In a decision dated 7 May 2025, the French Supreme Court provided important clarification regarding the arbitrator’s duty of disclosure.
The dispute involved the Ecuadorian company Seitur and the Dutch company CW Travel Holdings (CWT). In the ICC arbitration proceedings, the case information sheet mentioned a third party, Polimundo, among the “other entities involved”. Seitur argued that this mention required the arbitrator it had appointed to disclose his personal ties with the head of Polimundo, failing which the arbitral tribunal would be irregularly constituted.

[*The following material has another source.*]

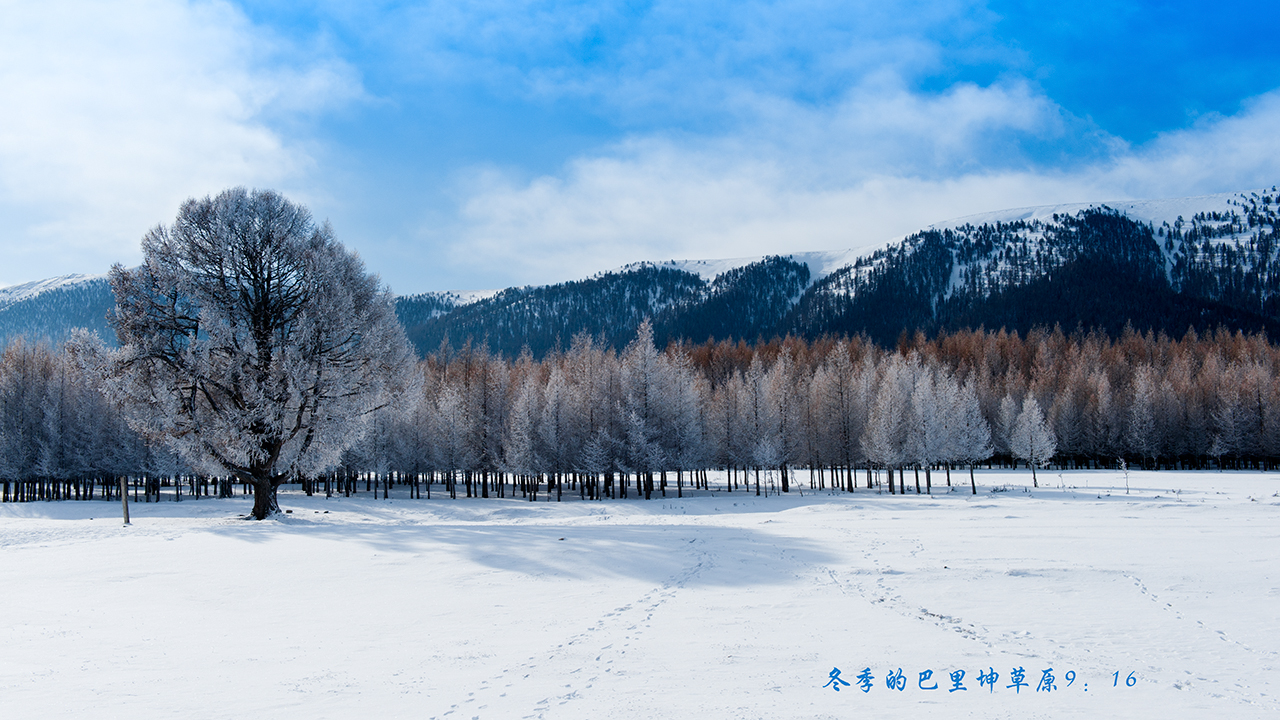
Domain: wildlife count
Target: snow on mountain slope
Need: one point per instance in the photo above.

The Paris Court of Appeal dismissed this argument and the French Supreme Court upheld the decision: the mere mention of an entity in the case information sheet, a document of a “purely declarative” nature, does not allow one to presume that it is involved in the dispute. In this case, Polimundo was not a party to the arbitration and any potential award against CWT would have had no financial or commercial impact on Polimundo, which therefore had no interest in the outcome of the arbitration. The arbitrator was therefore not required to disclose his personal ties to this third-party company.

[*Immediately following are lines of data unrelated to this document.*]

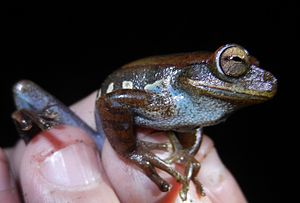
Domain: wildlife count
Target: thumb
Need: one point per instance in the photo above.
(63, 165)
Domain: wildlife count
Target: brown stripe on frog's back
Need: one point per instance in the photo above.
(177, 60)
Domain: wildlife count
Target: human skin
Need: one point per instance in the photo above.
(63, 165)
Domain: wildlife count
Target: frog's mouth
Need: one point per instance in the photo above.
(235, 93)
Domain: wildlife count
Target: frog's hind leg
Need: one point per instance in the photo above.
(185, 146)
(116, 113)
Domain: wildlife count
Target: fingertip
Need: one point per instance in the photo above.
(219, 184)
(8, 190)
(63, 165)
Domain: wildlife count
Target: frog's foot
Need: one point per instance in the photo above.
(191, 166)
(167, 147)
(37, 110)
(148, 161)
(29, 123)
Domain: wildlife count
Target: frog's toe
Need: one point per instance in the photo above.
(29, 123)
(148, 161)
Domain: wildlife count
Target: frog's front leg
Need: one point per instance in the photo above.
(116, 114)
(185, 146)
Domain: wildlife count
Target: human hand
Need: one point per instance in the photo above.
(63, 165)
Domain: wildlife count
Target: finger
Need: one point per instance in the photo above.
(219, 184)
(132, 185)
(8, 190)
(62, 165)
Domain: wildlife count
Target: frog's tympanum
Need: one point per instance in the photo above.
(180, 94)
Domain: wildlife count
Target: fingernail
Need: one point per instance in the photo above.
(214, 170)
(6, 181)
(75, 165)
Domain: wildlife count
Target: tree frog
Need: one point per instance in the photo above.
(179, 93)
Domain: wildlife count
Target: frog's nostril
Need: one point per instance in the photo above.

The Court’s decision is therefore in line with its previous case law (Soletanche judgment, 25 May 2022, No. 20-23.148), by reiterating that the duty to disclose arises only if the arbitrator’s connections are “likely to raise reasonable doubts amongst the parties as to his impartiality and independence”. In other words, it is the actual and concrete involvement of a third party in the dispute, and not its mere mention in a declaratory document, that counts.
This ruling is particularly useful for practitioners: the case information sheet is a tool for transparency, but it does not in itself create an independent duty to disclose. The assessment of independence and impartiality remains a case-by-case matter, entrusted to the judges.